Vous voyez bien que ces deux extrêmes, faciles à concevoir, sont durs à trouver dans la réalité : car qu'est-ce qui m'assure que ce que dit tel menteur bien connu n'est pas aujourd'hui conforme à la réalité ? Ou bien qu'est-ce qui m'assure que cette personne sincère et bien informée n'est pas aujourd'hui une personne trompée, dupée, qui ne sait pas que ce qu'elle ne dit ne colle pas à la réalité ?

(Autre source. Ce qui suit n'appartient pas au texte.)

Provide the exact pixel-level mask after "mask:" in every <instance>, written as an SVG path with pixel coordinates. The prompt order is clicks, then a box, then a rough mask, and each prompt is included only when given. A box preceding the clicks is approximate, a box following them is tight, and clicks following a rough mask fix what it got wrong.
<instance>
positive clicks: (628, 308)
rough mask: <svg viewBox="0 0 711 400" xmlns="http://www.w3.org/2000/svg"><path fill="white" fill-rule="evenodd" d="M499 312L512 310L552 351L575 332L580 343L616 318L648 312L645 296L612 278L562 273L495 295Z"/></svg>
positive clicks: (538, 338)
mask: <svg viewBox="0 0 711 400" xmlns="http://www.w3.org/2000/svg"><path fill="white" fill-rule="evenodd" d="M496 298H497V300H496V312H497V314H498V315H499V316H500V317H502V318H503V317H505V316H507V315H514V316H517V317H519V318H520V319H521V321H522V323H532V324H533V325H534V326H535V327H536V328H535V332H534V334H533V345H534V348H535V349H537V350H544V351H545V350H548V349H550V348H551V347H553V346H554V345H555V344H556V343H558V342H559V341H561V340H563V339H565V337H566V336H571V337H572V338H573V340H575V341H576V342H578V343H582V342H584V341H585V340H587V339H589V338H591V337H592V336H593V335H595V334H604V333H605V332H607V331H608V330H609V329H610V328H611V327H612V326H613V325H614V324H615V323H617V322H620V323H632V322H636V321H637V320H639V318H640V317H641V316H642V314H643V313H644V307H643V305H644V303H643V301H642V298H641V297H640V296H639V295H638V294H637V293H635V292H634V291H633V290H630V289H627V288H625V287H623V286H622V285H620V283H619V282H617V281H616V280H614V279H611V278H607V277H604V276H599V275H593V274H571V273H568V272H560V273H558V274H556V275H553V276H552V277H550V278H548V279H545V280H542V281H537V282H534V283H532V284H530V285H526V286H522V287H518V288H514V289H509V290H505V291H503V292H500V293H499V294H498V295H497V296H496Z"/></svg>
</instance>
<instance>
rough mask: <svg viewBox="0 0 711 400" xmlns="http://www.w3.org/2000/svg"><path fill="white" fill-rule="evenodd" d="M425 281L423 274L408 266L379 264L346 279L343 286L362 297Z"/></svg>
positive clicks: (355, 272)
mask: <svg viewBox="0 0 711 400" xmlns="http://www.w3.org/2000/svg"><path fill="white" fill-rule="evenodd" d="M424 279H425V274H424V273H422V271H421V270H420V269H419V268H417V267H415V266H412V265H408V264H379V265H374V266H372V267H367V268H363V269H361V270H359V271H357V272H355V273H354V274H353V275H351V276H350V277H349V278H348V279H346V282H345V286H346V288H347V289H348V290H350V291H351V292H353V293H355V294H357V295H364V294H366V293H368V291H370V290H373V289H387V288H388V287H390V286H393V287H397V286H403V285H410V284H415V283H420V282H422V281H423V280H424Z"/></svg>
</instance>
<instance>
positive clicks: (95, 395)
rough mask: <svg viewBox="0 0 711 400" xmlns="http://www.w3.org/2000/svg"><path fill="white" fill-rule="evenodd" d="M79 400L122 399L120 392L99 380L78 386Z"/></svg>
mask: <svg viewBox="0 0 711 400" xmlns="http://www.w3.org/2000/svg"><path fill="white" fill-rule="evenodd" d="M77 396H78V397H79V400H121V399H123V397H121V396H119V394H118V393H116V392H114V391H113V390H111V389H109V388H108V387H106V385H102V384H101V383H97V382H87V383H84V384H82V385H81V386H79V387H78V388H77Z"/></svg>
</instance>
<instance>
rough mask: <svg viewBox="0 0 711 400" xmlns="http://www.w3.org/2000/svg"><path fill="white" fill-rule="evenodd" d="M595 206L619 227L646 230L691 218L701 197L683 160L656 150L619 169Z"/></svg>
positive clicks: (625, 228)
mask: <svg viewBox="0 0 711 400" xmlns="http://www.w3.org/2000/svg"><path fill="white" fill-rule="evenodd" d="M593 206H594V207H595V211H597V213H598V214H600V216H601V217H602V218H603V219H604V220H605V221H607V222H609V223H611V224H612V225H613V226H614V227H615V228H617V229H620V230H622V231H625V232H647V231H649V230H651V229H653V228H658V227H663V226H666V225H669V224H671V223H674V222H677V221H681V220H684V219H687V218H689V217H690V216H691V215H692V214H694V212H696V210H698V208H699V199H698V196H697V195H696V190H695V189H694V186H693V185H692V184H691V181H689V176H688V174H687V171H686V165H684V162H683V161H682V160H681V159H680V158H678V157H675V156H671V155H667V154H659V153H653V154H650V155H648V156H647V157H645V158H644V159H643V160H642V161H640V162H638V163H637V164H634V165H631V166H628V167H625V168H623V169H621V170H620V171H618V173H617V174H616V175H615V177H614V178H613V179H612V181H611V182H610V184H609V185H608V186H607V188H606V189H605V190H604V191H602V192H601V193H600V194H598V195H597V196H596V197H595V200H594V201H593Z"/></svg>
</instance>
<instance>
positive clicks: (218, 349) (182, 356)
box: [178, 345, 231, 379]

Le problème du rapport des signes et de la réalité (se réfèrent-ils à quelque chose de réel ou non ?) se pose constamment avec la littérature et le cinéma : dans la poésie, au théâtre, dans les romans, dans les films, les signes s'enchaînent, on parle. Mais la littérature, le cinéma tournent-ils à vide ou ont-ils prise sur la réalité, sur les choses ?
Mis à part les films documentaires et les romans autobiographiques, les êtres qui peuplent la littérature sont imaginés, fictifs : Madame Bovary en est l'exemple. Elle n'a pas de référent réel, elle n'est qu'imaginable, grâce aux signes écrits par Gustave Flaubert. Ses amants, comme Rodolphe, par exemple, sont aussi des êtres de papier, des produits de la langue française en somme.
Et pourtant ce que Flaubert dit d'elle et de ses amants et de leurs relations peut nous intéresser, peut-être nous éclairer sur notre propre vie, nous aider à comprendre nos amours ou nos haines personnelles. Est-ce parce que des personnages fictifs, joués au cinéma par des comédiens, des acteurs, inventés sur le papier par le romancier, etc. peuvent incarner des sentiments réels ?
Vous voyez que nous nous trouvons dans une sorte de zone intermédiaire entre les signes qui ont prise sur la réalité et ceux qui tournent franchement à vide. En tout cas, ça nous suffit pour dire que des signes qui n'ont pas de référent, comme les signes qui sont les noms propres de personnages tout à fait fictifs (pas des personnages historiques donc), peuvent se mêler à d'autres signes qui ont un référent, eux, comme par exemple le signe visage dans l'expression le visage de Madame Bovary, pour nous faire penser à quelque chose qui nous intéresse au plus haut point, qui peut-être même nous passionne et, pourquoi pas ? nous ouvre les yeux sur la réalité de la vie, de notre vie ou de celle de quelqu'un d'autre que nous connaissons.